In a bold—and perhaps prophetic—comment, BitMEX co-founder Arthur Hayes declared “Bye bye Circle. Thanks for playing,” as rumors swirl around a potential Wall Street stablecoin alliance. Hayes’ remark follows reports that major U.S. banking giants are eyeing a joint stablecoin initiative, a move that could seriously challenge the market dominance of Circle’s USDC and even rival Tether’s USDT.
A Tectonic Shift in Stablecoin Strategy
A recent Wall Street Journal report suggests that financial behemoths like JPMorgan Chase, Wells Fargo, Citigroup, and Bank of America are in early discussions to launch a jointly developed stablecoin. This initiative isn’t coming out of thin air—it closely follows legislative progress on the GENIUS Act, a new regulatory proposal aimed at structuring how stablecoins are issued and used across the financial system.
While the details remain fluid, the significance of this possible collaboration is clear: traditional banks want in on stablecoins, and they’re not looking to play a supporting role. They want to lead.
Circle’s USDC Under Fire
The news has already had a minor ripple effect on Circle’s flagship product, USDC. The stablecoin briefly lost its dollar peg today, dropping to $0.9987—an almost negligible deviation, but symbolically important in a market where trust is everything.
Arthur Hayes, known for his blunt market takes, didn’t miss the moment to jab at Circle. His comments reflect a broader sentiment in the crypto industry: that big banks, once skeptical of blockchain technology, are now poised to use their scale and regulatory clout to reshape the stablecoin landscape to their advantage.
GENIUS Act: A Game Changer for Stablecoins?
At the heart of all this is the Generational Economic and National Inclusion through Unified Standards Act—better known as the GENIUS Act. This proposed legislation aims to provide a regulatory playbook for stablecoin issuance, opening the door for both banks and nonbanks to operate in the space.

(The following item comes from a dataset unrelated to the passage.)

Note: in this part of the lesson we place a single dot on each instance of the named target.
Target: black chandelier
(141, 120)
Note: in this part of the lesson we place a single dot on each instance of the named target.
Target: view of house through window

However, it also imposes restrictions on publicly traded non-financial firms, potentially limiting tech giants like Meta or Amazon from issuing their own digital dollars.
If passed, the GENIUS Act could fundamentally change who gets to control digital dollars. And with legislation now advancing through the U.S. Senate, the timing of these bank-led stablecoin discussions is anything but coincidental.
Circle in Talks Amid Uncertainty
Meanwhile, behind the scenes, Circle appears to be making moves of its own. Reports suggest that the company is engaged in strategic talks with Ripple and Coinbase, possibly exploring an acquisition or partnership deal. Analysts speculate that Circle’s value proposition lies not just in USDC’s liquidity but also in its broad integrations across DeFi protocols and wallets.
But the road ahead looks uncertain. As large institutions flex their muscles and regulators circle in, Circle’s once-comfortable position in the stablecoin hierarchy may be up for grabs.
Banks Want In—And Fast
It’s not just about playing catch-up anymore. Wall Street knows the stablecoin train is accelerating—and missing it could mean forfeiting control over future payment rails. With global competitors like France’s Société Générale already piloting their own USD-backed stablecoins on Ethereum, American banks are under pressure to act.
They may have sat out the early innings of the crypto revolution, but now they’re warming up—and looking to bring institutional firepower to a market that’s historically been led by crypto-native firms.
The next chapter of the stablecoin story is unfolding, and this time, the players aren’t just startups and blockchain companies. They’re the same banks that once scoffed at digital assets—now gearing up to dominate them.